Memories, Decisions & Past Events

Recently, I've been reflecting on past, present, and possibly future events in life. I find it amazing how certain things trigger memories, emotions, and so many feelings. A song can bring you back to 10 months ago when you met that someone who could've been a significant person in your life. A certain place can trigger negative feelings b/c once upon a time, you met up with someone there whom ultimately ended up being one of the scariest people in your life. A sad tragic movie moves you to tears b/c it brings back all the pain you felt when you went through the exact same thing the protagonist goes through. Memories. I feel my decisions sometimes are consciously and sub-consciously affected by past events. Is this wrong? I know some of you might think so. However, are you not guilty of the same sin?

I recently discovered an amazing artist on YouTube: Marie Digby. Here's some of the lyrics to her cover "Unfold". Can you relate to this? On many levels, I can.

what i can remember is alot like water trickling down a page of the most beautiful colors i can't quite put my finger down on the moment that i became like ... this

you see, i'm the bravest girl you will ever come to meet and yet i shrink down to nothing at the thought of someone really seeing me

i think my heart is wrapped around and tangled up in winding weeds but i don't wanna go on living being so afraid of showing someone else my.. imperfections

even though my feet are trembling and every word i say comes stumbling i will bare it all.. watch me unfold unfold

these hands that i hold behind my back are bound and broken by my own doing and i can't feel anything, anymore i need a touch to remind me i'm still real..
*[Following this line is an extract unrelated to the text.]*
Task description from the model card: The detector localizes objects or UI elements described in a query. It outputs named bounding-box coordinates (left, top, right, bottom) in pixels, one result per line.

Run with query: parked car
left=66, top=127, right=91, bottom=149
my soul it's dying to be free i can't live the rest of my life so guarded it's up to me to choose..what kind of life i lead. cause i don't wanna go on living being so afraid of showing someone else my.. imperfections

even though my feet are trembling and every word i say comes stumbling i will bare it all.. watch me unfold unfold

i will allow someone to love me

Thursday, January 8, 2009

Home Coming

Yes, home coming is what this is I would say. Once upon a time, I once had a blog on Xanga. I wrote to my heart's content. But like every dream, it came to a close. Four years and countless wheat grass shots later, I am embarking on another writer's journey. I hope this one will last longer than the last. So to myself, I will say "welcome home"!